Les dirigeants promettent plus d’attractivité, mais sans annoncer, pour l’heure, d’actions concrètes. Tout ce que l’on sait, c’est que l’offre sera enrichie de nouveaux produits, comme les fonds indiciels (fonds qui permettent d’investir dans un panier de titres) ou encore les organismes de placement collectif immobilier (OPCI). Ces nouveaux véhicules de placement vont pouvoir répondre aux besoins spécifiques de quelques investisseurs et émetteurs.
« Une fois qu’on aura ces produits, une dynamique positive s’installera, et la Bourse aura sans doute moins de mal à convaincre ses interlocuteurs nationaux et internationaux. Cela dit, il faut que ça se concrétise rapidement », estime notre banquier. Pour les observateurs, le plan stratégique de la BVC ressemble plus à un projet présenté aux actionnaires qu’à une feuille de route pour une place financière. Les investisseurs attendaient davantage de solutions tangibles.

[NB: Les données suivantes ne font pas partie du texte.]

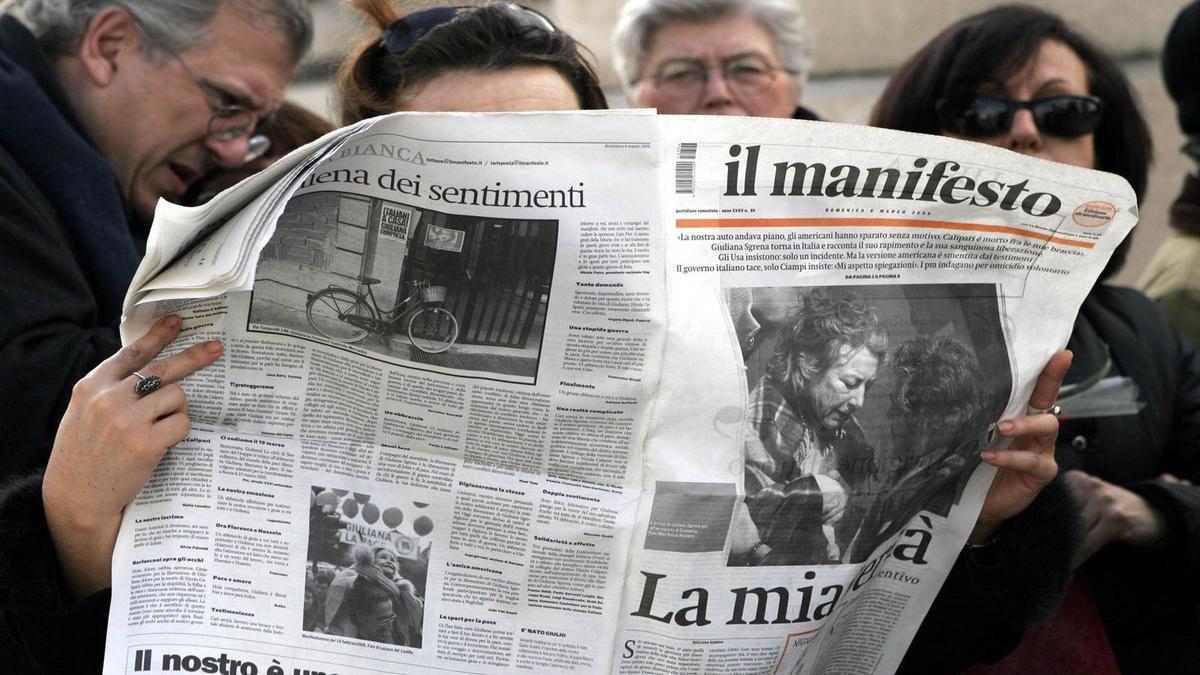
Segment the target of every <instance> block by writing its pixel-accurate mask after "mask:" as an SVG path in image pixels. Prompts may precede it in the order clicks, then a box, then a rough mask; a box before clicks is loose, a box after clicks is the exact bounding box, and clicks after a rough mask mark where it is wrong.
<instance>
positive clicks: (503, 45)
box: [337, 0, 608, 124]
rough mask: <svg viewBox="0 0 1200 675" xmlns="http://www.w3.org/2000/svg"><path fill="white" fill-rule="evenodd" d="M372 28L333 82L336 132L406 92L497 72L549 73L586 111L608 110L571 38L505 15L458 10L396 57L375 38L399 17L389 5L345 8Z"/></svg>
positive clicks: (389, 103)
mask: <svg viewBox="0 0 1200 675" xmlns="http://www.w3.org/2000/svg"><path fill="white" fill-rule="evenodd" d="M350 4H352V5H354V6H355V7H356V8H358V10H359V11H361V12H362V13H365V14H366V16H367V17H368V18H370V19H371V20H372V22H373V23H374V24H376V26H377V28H378V31H377V32H374V34H373V35H372V36H371V37H368V38H367V40H366V42H365V43H364V44H362V46H361V47H360V48H359V49H358V50H356V52H355V53H354V56H353V58H350V59H348V60H347V61H346V62H344V64H342V68H341V72H340V73H338V77H337V90H338V95H340V97H341V107H342V124H353V123H355V121H359V120H361V119H366V118H372V117H377V115H383V114H388V113H394V112H396V110H397V109H398V108H400V100H401V97H402V96H403V95H404V94H406V92H407V91H409V90H410V89H412V88H414V86H418V85H420V84H424V83H426V82H428V80H431V79H433V78H436V77H438V76H439V74H442V73H445V72H450V71H502V70H508V68H514V67H518V66H547V67H551V68H553V70H554V71H557V72H558V73H559V74H562V76H563V78H564V79H566V82H568V83H569V84H570V85H571V89H572V90H575V95H576V96H577V97H578V100H580V107H581V108H583V109H584V110H594V109H604V108H607V107H608V103H607V101H606V100H605V96H604V91H602V90H601V89H600V80H599V78H598V77H596V74H595V71H594V70H593V67H592V65H590V64H589V62H588V61H587V59H584V56H583V54H582V52H581V47H580V44H578V43H577V42H576V41H575V38H572V37H571V36H570V35H568V34H565V32H563V31H560V30H554V31H547V30H542V29H540V28H536V26H532V25H528V24H524V23H521V22H517V20H515V19H514V18H512V16H511V13H510V10H509V8H508V7H504V6H499V5H484V6H481V7H475V8H463V10H460V12H458V14H457V17H455V19H454V20H452V22H449V23H445V24H442V25H439V26H437V28H434V29H432V30H431V31H430V32H428V34H426V35H425V36H422V37H421V38H420V40H418V41H416V42H415V43H414V44H413V46H412V47H410V48H408V49H406V50H404V52H401V53H394V52H391V50H389V49H388V48H386V47H384V46H383V42H382V40H380V36H379V32H382V31H383V30H385V29H386V28H388V26H390V25H391V24H392V23H395V22H396V20H398V19H400V18H401V17H400V16H398V13H397V12H396V8H395V6H394V5H392V2H391V0H350Z"/></svg>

La problématique de l’élargissement du nombre d’émetteurs cotés n’a presque pas été abordée. Malgré toutes les bonnes volontés des acteurs du marché et des dirigeants de la BVC, la Bourse patine encore. La bonne nouvelle, c’est que 2018 risque d’être riche en introductions puisque, selon nos interlocuteurs, au moins deux autres sont attendues d’ici à la fin de l’année.
L’Ovni Immorente séduit les institutionnels
Immorente Invest sera la 75e société cotée à la Bourse de Casablanca après le feu vert donné par l’Autorité marocaine du marché des capitaux (AMMC). Cette société foncière, filiale de Mutandis Automobile et de CFG Bank, lèvera 400 millions de dirhams (35 millions d’euros) en émettant de nouvelles actions, à 100 dirhams l’unité. Le produit de l’introduction servira à renforcer les actifs de l’entreprise, comme l’explique la note d’information, mais aussi à rembourser quelques dettes.
Les souscriptions qui vont s’étaler du 23 au 26 avril ne devraient pas déclencher une avalanche de demandes chez les petits porteurs, qui n’ont pas l’habitude de ce type de valeurs sur le marché boursier marocain. En effet, Immorente Invest a pour vocation de construire ou d’acheter des actifs immobiliers professionnels destinés à la location. Une nouvelle classe d’actifs qui s’ajoute et qui intéresse plus particulièrement les gros comptes, sensibles au rendement de 6 % annuellement proposé par l’entreprise.